Les différents épisodes, autrement dit, les différents miracles sont écrits pour émouvoir l’auditeur ou le lecteur. La manière dont les miracles de saint Melaine sont écrits est attribuée à l’époque carolingienne où l’émotion dans le genre hagiographique avait pris une toute nouvelle importance949. On constate alors que les épisodes mettent en scène des cas de figure qui émeuvent, alors on parle de petites filles possédées, de pères désespérés, de malades qui semblent incurables, de démons qui possèdent les gens innocents. L’hagiographe ne manque pas d’en rajouter au registre affectif. On parle des innocents et des coupables, des pieux et des gentils, du Bien et du Mal, de Dieu et toujours de saint Melaine, le sauveteur, le héros du moment- avec l’aide de Dieu. Enfin on parle de tout le monde tel qu’il a pu exister à une certaine époque. Un monde tel qu’il a pu sortir de l’imaginaire de l’hagiographe ?
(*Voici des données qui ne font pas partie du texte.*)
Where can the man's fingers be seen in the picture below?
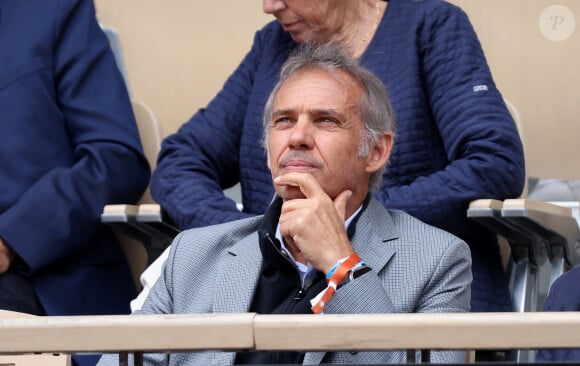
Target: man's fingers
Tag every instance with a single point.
(306, 182)
(340, 203)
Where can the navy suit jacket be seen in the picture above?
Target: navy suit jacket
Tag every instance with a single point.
(564, 295)
(68, 145)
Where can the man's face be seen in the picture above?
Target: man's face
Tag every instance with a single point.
(314, 20)
(316, 129)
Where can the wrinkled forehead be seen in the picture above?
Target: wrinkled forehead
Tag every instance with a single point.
(316, 85)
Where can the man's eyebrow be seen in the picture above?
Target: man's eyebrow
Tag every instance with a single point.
(281, 112)
(326, 111)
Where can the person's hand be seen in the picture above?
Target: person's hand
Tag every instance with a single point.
(7, 255)
(313, 227)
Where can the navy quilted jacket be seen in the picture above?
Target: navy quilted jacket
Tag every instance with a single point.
(455, 142)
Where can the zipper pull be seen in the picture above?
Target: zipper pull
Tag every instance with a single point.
(299, 295)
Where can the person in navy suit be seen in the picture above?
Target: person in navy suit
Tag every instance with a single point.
(564, 295)
(69, 145)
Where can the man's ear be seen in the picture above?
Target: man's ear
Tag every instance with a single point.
(379, 154)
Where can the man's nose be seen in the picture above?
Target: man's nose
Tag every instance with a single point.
(271, 6)
(302, 135)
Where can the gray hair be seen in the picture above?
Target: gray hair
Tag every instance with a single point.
(375, 107)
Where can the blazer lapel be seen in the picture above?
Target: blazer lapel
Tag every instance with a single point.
(238, 274)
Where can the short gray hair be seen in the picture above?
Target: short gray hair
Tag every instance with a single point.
(375, 107)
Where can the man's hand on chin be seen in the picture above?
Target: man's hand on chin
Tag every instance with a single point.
(313, 226)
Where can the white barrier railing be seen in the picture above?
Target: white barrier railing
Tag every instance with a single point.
(249, 331)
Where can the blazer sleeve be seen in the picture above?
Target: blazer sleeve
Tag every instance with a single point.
(481, 141)
(202, 158)
(59, 214)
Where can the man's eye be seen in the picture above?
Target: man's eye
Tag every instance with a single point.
(282, 120)
(328, 120)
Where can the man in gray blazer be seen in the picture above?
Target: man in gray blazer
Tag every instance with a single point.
(324, 245)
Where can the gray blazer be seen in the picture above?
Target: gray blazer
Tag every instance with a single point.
(416, 268)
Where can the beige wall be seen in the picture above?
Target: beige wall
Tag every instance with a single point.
(178, 53)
Nous avons pu discerner un certain nombre de sources que l’hagiographe a utilisées afin d’écrire la vita. Lié au genre hagiographique, on s’attend aussi à un certain nombre de lieux communs dont on peut apprécier difficilement la teneur en informations historiques puisque nous ne possédons pas d’autres sources. Nous avons parlé de la banalité du récit de la vita de Melaine. L’hagiographe manquait-il d’idées ? En dehors des épisodes qui démontrent de très grandes similitudes avec leurs modèles littéraires, nous pouvons prendre cette banalité éventuellement pour un indice de véracité du récit. Dans les chapitres I, VII, VIII, IX, XI et XIII, on ne relève pas de sources littéraires évidentes, à part des citations bibliques. Le contenu de ces chapitres, notamment la référence à des faits- des titres de propriétés ou de donations des chapitres VI, VII, VIII et XIII- pour lesquels l’hagiographe a pu disposer d’autres sources, qui nous sont perdues aujourd’hui, peut renvoyer à une réalité historique.

947 Ibid., p. 79.

948 Le manuscrit de Karlsuhe, Badische Landesbibliothek, Aug. Perg. LXXXVIV, fol. 165R-169V distingue par une

absence totale de toute organisation textuelle, mise à part le prologue.